Montgomery, qui était incontestablement un homme supérieur, n’était étranger à aucune de ces considérations ; aussi, en opérant son mouvement de la Pointe-aux-Trembles sur la ville assiégée, avait-il emporté avec lui tout le poids de cette énorme responsabilité. Jusqu’à quel point fut-il à la hauteur de sa tâche ? ces humbles pages le diront brièvement pour la centième fois, et l’écrivain est heureux d’avoir l’occasion de le dire.

Montgomery établit son quartier-général à la maison Holland, et Arnold occupa la maison Langlois, près du pont Scott. Autour de ces deux points évolua la fortune de l’armée continentale durant ce mémorable mois de décembre, qui précéda l’attaque de Québec.
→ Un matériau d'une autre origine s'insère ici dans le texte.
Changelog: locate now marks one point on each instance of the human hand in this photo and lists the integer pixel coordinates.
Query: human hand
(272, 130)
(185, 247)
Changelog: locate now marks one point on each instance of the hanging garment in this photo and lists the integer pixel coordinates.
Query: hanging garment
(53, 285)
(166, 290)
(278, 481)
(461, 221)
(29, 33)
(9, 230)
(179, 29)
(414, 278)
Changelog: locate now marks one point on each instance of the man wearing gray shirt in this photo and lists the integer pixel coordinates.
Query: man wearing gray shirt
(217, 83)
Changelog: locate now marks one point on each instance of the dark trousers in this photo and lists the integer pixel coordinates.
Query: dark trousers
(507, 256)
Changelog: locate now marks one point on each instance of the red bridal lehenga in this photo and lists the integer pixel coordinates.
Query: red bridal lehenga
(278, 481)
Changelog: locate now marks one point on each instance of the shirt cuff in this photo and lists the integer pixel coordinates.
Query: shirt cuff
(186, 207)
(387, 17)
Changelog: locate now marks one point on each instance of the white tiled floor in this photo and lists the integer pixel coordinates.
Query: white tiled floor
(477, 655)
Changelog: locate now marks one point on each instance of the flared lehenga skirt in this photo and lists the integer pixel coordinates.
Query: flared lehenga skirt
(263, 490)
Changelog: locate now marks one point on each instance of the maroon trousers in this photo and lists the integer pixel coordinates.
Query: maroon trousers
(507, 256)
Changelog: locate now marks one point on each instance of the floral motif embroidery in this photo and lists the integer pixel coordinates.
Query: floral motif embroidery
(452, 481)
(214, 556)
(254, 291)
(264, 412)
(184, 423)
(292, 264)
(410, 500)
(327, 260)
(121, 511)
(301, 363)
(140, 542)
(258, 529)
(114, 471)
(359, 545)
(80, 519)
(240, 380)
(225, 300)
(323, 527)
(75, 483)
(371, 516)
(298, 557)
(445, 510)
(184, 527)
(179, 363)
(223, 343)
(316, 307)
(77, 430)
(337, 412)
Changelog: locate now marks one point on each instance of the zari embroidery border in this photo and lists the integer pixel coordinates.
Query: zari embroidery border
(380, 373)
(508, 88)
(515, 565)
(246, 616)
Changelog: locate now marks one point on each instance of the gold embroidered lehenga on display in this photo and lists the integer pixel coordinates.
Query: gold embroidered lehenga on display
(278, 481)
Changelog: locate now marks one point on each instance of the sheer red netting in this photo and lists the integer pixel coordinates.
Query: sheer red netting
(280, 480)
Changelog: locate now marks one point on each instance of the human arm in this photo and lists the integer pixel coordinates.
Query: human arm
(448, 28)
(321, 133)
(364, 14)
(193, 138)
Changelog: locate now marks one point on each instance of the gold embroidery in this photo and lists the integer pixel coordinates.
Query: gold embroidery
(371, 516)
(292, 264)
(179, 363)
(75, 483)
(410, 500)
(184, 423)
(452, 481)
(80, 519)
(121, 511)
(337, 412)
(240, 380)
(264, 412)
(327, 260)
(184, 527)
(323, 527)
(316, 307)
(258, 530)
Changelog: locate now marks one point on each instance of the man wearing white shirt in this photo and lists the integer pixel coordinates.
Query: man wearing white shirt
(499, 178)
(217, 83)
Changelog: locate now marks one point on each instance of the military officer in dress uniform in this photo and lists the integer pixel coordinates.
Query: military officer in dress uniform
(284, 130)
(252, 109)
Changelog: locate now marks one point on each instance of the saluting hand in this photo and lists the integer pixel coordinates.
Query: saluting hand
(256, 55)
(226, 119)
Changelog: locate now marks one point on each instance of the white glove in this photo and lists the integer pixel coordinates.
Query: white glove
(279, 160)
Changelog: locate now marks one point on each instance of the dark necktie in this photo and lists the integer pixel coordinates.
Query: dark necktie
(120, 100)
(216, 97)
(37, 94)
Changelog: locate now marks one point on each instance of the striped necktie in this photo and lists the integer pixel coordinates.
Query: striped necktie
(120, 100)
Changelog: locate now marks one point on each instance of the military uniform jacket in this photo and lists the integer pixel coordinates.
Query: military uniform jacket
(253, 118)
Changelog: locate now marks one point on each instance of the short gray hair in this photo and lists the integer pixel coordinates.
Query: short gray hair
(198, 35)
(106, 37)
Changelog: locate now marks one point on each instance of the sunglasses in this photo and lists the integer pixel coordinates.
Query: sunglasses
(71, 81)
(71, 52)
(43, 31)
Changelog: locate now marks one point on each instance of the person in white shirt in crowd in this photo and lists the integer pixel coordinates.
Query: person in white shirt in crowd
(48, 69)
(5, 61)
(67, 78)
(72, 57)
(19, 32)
C’est à ce dernier endroit, que dans la matinée qui suivit son arrivée, Morgan qui avait, comme nous l’avons dit, précédé de cinq jours, le gros de l’armée et pris possession des principales routes conduisant à la ville assiégée, reçut d’Arnold l’ordre de s’établir dans le faubourg Saint-Roch, près du palais de l’Intendant.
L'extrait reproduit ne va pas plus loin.